Nic nie daje większej odwagi lękliwemu niż lęk bliźniego; ale ruszyłem w stronę cienia bynajmniej nie dlatego, że poczułem przypływ odwagi. Raczej, powiedziałbym, pchało mnie jakieś oszołomienie dosyć podobne do tego, jakie ogarnęło mnie, kiedy miałem wizje: Było w kuchni coś pokrewnego woni kadzideł, która zaskoczyła mnie dzień przedtem w bibliotece. Może nie chodziło o te same substancje, ale na moje pobudzone nad wszelką miarę zmysły wpływ był taki sam. Rozróżniłem cierpkość tragantu, ałun i kamień winny, którego kucharze używają, by nadać aromat winu. A może, jak dowiedziałem się później, robiono w owym czasie piwo (które w tych północnych stronach półwyspu było w pewnej cenie), i to na sposób mojego kraju, z wrzosem, mirtem z bagnisk i rozmarynem ze stawów leśnych.

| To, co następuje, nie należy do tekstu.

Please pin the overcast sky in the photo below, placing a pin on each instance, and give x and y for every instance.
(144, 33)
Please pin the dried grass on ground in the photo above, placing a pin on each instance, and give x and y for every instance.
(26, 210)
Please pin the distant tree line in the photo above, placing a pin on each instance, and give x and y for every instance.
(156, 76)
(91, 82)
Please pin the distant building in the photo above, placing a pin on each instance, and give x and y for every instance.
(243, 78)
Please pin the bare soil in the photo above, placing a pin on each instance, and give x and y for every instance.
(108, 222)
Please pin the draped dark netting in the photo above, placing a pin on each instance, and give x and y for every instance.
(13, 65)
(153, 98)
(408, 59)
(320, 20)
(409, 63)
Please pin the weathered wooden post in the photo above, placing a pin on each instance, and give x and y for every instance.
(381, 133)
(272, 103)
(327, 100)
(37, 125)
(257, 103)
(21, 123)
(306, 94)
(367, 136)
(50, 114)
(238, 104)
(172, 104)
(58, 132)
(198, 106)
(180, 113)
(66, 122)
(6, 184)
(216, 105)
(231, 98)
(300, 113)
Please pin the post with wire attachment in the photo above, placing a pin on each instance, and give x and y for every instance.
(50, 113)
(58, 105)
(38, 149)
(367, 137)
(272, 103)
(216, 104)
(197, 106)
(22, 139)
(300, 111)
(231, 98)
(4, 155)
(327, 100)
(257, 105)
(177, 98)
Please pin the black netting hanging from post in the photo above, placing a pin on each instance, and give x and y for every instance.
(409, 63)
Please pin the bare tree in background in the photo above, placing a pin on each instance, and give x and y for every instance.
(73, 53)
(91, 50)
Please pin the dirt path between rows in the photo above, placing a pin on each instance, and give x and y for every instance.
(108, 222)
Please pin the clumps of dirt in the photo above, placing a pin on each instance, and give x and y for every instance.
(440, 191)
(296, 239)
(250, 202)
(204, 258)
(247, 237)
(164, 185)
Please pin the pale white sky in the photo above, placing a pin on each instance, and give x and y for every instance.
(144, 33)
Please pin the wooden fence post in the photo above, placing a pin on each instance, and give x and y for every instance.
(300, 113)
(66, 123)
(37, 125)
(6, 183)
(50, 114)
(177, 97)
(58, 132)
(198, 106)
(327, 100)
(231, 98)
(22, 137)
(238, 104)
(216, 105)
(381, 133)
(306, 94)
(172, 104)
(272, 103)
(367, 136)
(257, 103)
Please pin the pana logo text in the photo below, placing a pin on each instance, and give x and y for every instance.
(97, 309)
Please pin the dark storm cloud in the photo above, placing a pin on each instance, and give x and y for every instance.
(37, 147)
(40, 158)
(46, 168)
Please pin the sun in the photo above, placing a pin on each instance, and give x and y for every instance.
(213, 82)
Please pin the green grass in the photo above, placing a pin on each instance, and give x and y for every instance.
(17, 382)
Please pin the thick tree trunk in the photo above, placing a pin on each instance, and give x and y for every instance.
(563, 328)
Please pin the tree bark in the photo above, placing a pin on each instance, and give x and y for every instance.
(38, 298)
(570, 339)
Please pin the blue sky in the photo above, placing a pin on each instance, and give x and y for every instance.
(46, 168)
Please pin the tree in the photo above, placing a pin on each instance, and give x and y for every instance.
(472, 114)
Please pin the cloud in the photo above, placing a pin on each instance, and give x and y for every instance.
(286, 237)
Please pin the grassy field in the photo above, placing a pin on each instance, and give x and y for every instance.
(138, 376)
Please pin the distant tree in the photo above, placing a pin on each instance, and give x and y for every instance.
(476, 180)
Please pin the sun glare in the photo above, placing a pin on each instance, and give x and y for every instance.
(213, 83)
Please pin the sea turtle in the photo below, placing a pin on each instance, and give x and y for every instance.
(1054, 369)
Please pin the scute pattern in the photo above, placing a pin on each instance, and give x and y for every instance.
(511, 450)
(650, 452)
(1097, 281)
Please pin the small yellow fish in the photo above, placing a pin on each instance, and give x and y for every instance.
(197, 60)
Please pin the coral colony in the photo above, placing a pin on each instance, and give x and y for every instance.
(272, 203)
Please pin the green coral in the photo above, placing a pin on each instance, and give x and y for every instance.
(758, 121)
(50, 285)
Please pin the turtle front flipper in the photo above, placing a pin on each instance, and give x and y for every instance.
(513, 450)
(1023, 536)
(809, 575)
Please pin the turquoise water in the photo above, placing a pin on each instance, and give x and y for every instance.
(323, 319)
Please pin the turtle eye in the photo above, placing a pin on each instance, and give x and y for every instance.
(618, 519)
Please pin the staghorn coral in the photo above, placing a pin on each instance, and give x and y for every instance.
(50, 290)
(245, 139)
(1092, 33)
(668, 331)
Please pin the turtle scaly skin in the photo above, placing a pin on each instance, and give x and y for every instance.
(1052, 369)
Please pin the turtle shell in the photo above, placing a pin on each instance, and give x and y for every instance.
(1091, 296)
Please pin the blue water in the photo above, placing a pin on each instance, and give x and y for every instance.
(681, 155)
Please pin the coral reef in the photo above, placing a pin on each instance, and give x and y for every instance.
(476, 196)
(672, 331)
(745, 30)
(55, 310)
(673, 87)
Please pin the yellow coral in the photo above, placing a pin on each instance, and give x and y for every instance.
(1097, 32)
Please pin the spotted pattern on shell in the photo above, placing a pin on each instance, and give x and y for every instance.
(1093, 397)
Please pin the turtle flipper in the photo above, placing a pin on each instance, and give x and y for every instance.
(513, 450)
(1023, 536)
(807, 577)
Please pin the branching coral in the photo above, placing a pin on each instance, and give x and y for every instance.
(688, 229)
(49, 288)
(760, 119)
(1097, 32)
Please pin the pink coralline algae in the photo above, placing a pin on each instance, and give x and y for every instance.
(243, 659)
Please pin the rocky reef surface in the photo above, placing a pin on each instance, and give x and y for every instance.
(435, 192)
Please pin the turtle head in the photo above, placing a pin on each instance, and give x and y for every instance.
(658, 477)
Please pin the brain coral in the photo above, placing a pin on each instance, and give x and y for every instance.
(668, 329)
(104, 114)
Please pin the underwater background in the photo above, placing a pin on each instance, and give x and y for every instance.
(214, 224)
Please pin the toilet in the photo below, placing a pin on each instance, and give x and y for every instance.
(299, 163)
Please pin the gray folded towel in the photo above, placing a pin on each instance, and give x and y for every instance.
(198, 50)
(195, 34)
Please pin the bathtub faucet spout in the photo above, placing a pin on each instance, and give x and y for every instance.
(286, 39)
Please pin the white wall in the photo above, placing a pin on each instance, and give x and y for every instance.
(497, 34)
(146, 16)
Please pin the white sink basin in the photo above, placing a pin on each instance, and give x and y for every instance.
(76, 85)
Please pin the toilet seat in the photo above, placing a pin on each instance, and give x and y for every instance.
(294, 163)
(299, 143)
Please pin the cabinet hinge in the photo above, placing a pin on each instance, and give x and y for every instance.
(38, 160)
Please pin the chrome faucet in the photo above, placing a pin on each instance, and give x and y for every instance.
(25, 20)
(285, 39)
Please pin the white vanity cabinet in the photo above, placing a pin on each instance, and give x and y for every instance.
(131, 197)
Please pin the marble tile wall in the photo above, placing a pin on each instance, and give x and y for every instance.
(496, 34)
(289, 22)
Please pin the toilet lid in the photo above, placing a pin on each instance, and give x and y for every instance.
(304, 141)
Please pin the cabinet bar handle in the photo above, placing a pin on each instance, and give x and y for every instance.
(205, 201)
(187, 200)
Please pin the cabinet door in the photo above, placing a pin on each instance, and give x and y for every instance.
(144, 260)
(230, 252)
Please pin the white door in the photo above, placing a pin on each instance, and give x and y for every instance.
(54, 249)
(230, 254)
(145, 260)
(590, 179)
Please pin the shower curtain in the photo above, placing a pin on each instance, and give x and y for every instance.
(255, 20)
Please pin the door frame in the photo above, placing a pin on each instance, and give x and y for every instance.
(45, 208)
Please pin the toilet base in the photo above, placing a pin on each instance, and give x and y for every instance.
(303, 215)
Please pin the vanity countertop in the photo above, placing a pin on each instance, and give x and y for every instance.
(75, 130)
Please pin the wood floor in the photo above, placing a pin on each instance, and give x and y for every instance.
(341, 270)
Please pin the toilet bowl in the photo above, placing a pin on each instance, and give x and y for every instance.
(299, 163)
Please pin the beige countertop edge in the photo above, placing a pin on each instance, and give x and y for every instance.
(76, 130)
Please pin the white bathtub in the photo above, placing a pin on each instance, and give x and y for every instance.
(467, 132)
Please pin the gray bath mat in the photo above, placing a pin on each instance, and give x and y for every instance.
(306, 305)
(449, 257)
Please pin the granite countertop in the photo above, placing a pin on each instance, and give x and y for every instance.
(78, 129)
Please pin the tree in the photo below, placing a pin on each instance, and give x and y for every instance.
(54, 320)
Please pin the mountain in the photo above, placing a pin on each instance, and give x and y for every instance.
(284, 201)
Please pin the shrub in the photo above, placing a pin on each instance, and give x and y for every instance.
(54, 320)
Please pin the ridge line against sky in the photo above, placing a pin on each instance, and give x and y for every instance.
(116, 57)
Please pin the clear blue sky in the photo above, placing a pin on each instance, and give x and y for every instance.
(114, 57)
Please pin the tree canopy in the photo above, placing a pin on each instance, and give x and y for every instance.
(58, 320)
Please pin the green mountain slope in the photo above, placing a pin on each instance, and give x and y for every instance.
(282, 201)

Wszystkie te aromaty upajały raczej mój umysł niźli nozdrza.
I podczas gdy instynkt rozumny wykrzykiwał: „cofnij się!”, nakłaniając, bym oddalił się od tej jęczącej rzeczy, która z pewnością była sukubem podstawionym mi tutaj przez demona, jakaś moc pożądliwa pchała mnie do przodu, jakbym chciał być świadkiem dziwu.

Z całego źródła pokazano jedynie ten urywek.